Jill is a 65-year-old woman with knee arthritis who followed a popular fitness app's program, resulting in severe knee pain and weeks of recovery. She didn't have the money to pay for a personal trainer so she tried an app a friend had recommended to her. She has had a total knee replacement on her left knee and severe arthritis in her right knee which will need a replacement in the near future. She has a fused left ankle, obesity, hypertension and is able to walk for short distances. She does no other forms of exercise such as flexibility, core, balance or strengthening. She has never had a postural stability assessment to determine posture and muscle imbalance which can contribute to dysfunctional movement while exercising, leading to injury.
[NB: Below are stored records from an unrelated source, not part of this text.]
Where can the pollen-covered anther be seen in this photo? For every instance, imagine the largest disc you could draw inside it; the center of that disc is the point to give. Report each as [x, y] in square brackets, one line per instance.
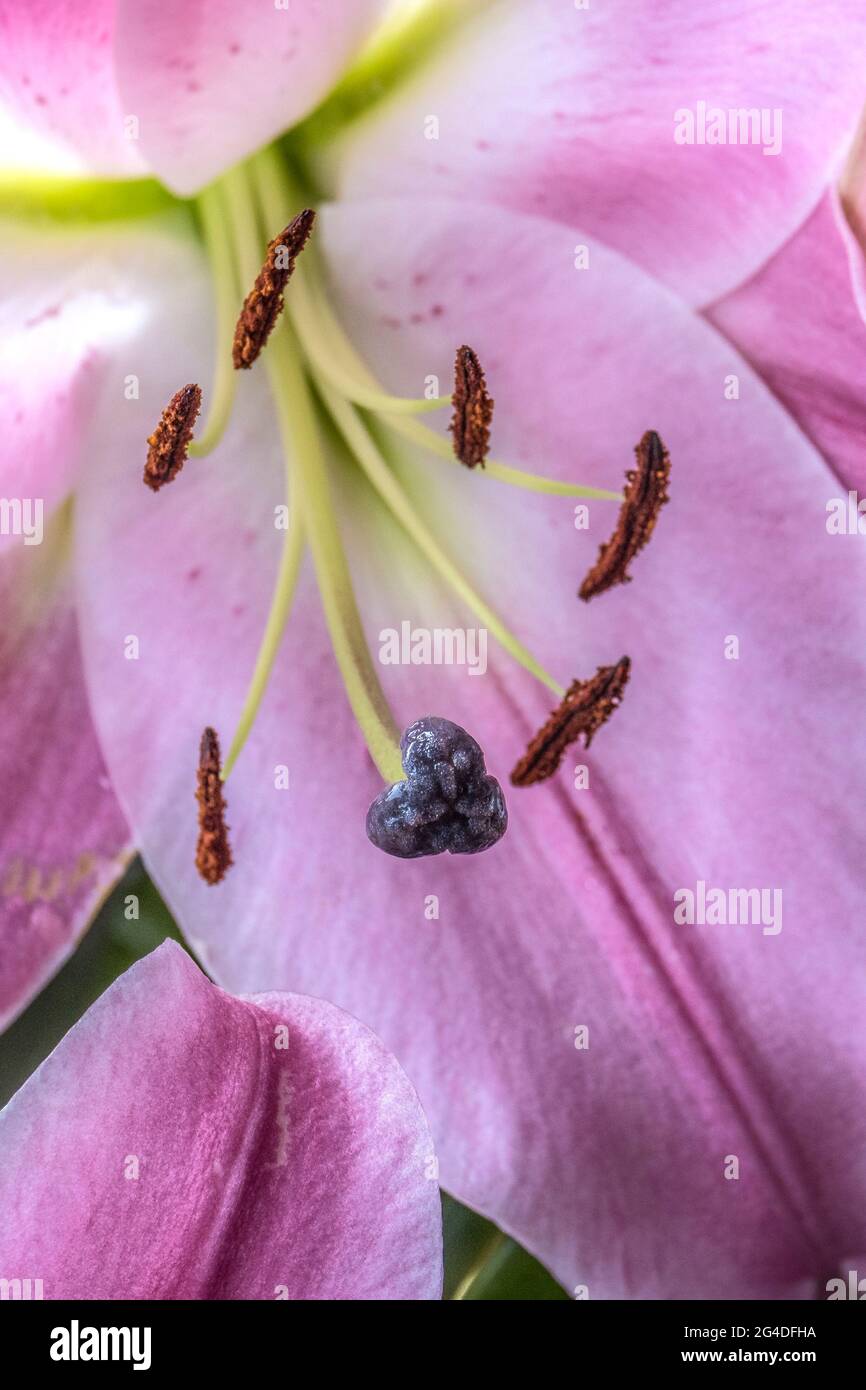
[263, 305]
[645, 495]
[448, 801]
[470, 426]
[170, 441]
[585, 706]
[213, 854]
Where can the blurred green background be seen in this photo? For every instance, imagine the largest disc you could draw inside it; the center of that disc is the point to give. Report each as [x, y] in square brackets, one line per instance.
[480, 1262]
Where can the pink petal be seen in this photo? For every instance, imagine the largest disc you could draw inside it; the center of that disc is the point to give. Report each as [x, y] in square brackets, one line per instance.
[57, 77]
[801, 323]
[185, 1144]
[214, 79]
[71, 339]
[704, 1041]
[570, 113]
[74, 344]
[63, 838]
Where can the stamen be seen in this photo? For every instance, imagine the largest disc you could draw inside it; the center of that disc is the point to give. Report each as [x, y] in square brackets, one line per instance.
[388, 487]
[170, 439]
[645, 495]
[221, 256]
[213, 854]
[263, 305]
[584, 709]
[470, 426]
[298, 427]
[448, 801]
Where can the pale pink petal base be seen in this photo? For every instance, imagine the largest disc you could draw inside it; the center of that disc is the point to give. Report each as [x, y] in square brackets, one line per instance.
[185, 1144]
[63, 837]
[57, 75]
[569, 111]
[705, 1041]
[214, 79]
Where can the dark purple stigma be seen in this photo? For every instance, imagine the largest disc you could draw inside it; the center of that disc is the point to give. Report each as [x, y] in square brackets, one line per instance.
[448, 801]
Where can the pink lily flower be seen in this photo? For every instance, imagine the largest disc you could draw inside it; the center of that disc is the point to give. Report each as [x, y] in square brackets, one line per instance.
[181, 1143]
[659, 1108]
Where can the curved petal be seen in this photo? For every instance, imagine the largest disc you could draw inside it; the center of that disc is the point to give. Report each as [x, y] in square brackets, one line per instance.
[213, 79]
[706, 1043]
[218, 1148]
[811, 348]
[63, 838]
[67, 338]
[57, 77]
[70, 348]
[572, 113]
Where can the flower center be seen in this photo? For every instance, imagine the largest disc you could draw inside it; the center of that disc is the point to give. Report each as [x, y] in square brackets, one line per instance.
[442, 797]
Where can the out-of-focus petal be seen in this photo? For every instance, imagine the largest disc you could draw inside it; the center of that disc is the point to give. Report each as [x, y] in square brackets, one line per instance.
[181, 1143]
[570, 113]
[57, 77]
[799, 321]
[63, 837]
[210, 81]
[75, 306]
[702, 1039]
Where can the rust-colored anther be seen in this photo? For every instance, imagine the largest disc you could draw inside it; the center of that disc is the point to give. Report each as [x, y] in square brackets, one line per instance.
[213, 854]
[585, 706]
[645, 495]
[263, 305]
[170, 439]
[470, 426]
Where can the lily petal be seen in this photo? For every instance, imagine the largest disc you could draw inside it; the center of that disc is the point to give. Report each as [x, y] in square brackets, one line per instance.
[210, 81]
[57, 77]
[218, 1148]
[570, 113]
[63, 838]
[702, 1039]
[811, 349]
[74, 305]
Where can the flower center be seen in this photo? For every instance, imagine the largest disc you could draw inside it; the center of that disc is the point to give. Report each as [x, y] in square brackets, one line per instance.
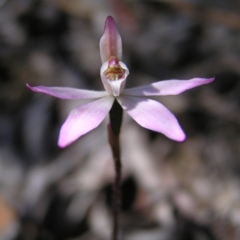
[114, 71]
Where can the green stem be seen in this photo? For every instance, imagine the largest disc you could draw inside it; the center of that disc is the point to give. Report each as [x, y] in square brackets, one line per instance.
[114, 128]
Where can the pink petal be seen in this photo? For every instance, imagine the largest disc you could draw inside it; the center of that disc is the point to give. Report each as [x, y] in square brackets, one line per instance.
[110, 42]
[167, 87]
[68, 93]
[83, 119]
[152, 115]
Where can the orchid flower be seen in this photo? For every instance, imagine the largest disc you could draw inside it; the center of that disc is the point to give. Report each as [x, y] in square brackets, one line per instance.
[146, 112]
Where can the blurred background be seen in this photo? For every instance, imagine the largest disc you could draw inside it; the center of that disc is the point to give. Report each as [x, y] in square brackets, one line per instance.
[171, 191]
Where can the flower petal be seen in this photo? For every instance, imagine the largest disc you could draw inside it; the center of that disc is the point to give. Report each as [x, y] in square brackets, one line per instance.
[152, 115]
[83, 119]
[68, 93]
[167, 87]
[110, 42]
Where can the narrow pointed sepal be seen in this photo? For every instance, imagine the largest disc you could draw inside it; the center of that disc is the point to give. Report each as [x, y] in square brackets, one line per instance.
[83, 119]
[152, 115]
[110, 42]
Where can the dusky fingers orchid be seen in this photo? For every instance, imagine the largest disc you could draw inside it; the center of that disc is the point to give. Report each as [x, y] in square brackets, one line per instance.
[148, 113]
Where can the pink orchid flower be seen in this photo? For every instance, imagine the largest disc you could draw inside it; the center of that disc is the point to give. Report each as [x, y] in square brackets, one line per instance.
[148, 113]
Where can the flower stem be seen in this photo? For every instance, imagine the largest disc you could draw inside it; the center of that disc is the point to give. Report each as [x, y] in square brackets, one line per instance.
[114, 127]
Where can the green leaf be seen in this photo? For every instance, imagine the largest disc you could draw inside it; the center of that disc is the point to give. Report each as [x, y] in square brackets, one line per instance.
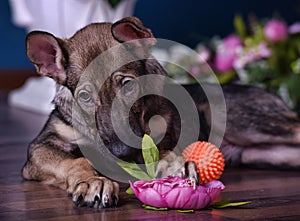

Many exercises turn to exercise apps for convenience and affordability, but these apps lack the supervision and customization necessary for people with conditions like arthritis, hypertension, and post-rehabilitation needs. While apps may be adequate for some, they are best served by people who are already experienced exercisers and understand proper form as well as their own limitations and needs.
The fitness app market has experienced explosive growth, beginning with the COVID-19 pandemic and continuing to accelerate in popularity. Exercisers view these apps as convenient and less expensive than going to a gym and hiring a personal trainer to design and monitor a program tailored for them. While these apps may be both convenient and inexpensive, are they both safe and effective, especially for someone who has medical considerations?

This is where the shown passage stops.